When questioned about the high service charges that MFIs demand from their poor clients, the COO says, “Everyone except the clients complain about the service charge or the interest rates! The clients don’t complain. From their perspective, there are two reasons for that: one, if informal sources (of credit) are to be substituted, this is much cheaper. In southern Punjab, people borrow against gold. A significant portion of the gold merchants’ revenue comes from lending against gold. The people from these rural areas go in there, give their gold and borrow at rates of around 10%-12% per month. We charge 2%-2.5% (flat rate) a month. Secondly, their return on assets is much, much higher. A couple of clients that we studied revealed that their return on assets were like 200%-250% per annum, so they can definitely afford 30% per annum as service charges on finance.”
Given AKDN’s background, it is no surprise that alleviating poverty and offering a better quality of living to the poor is foremost on FMFB’s agenda: FMFB defines poverty asa state of deprivation with respect to health and education, nutrition and security, housing and credit, and all the other conditions which are essential to human well-being. FMFB is working with a different purpose and a different model. “If you give the poor purchasing power today, they can buy education for their children, health services for their family and they can be more productive.”

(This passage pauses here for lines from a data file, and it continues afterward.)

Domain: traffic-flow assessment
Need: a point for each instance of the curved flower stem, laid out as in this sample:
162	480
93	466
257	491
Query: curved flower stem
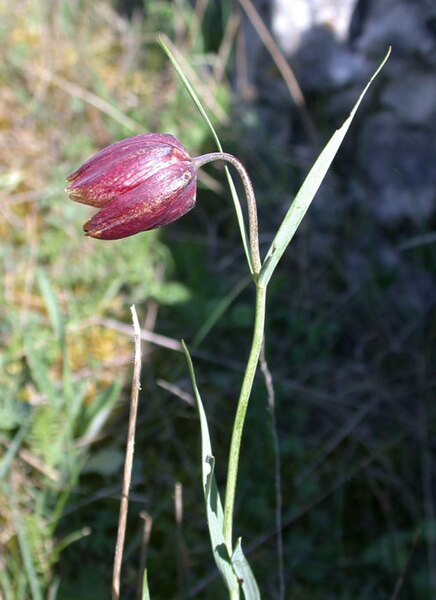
251	200
235	445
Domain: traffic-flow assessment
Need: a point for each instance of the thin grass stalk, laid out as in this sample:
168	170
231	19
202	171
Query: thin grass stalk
235	444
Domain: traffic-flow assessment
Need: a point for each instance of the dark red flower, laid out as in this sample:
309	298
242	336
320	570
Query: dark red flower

FMFB is optimistic about the future of microfinance in Pakistan and the COO continues to say, “If microfinance is done from a purely capitalist point of view – just for profits and to maximise the wealth of the shareholders – then, I guess it will face the same fate as other commercial banks have faced in the last six months. But, if it is done with the perspective that it is a tool for development, and not for profit maximisation, then this is the way forward.”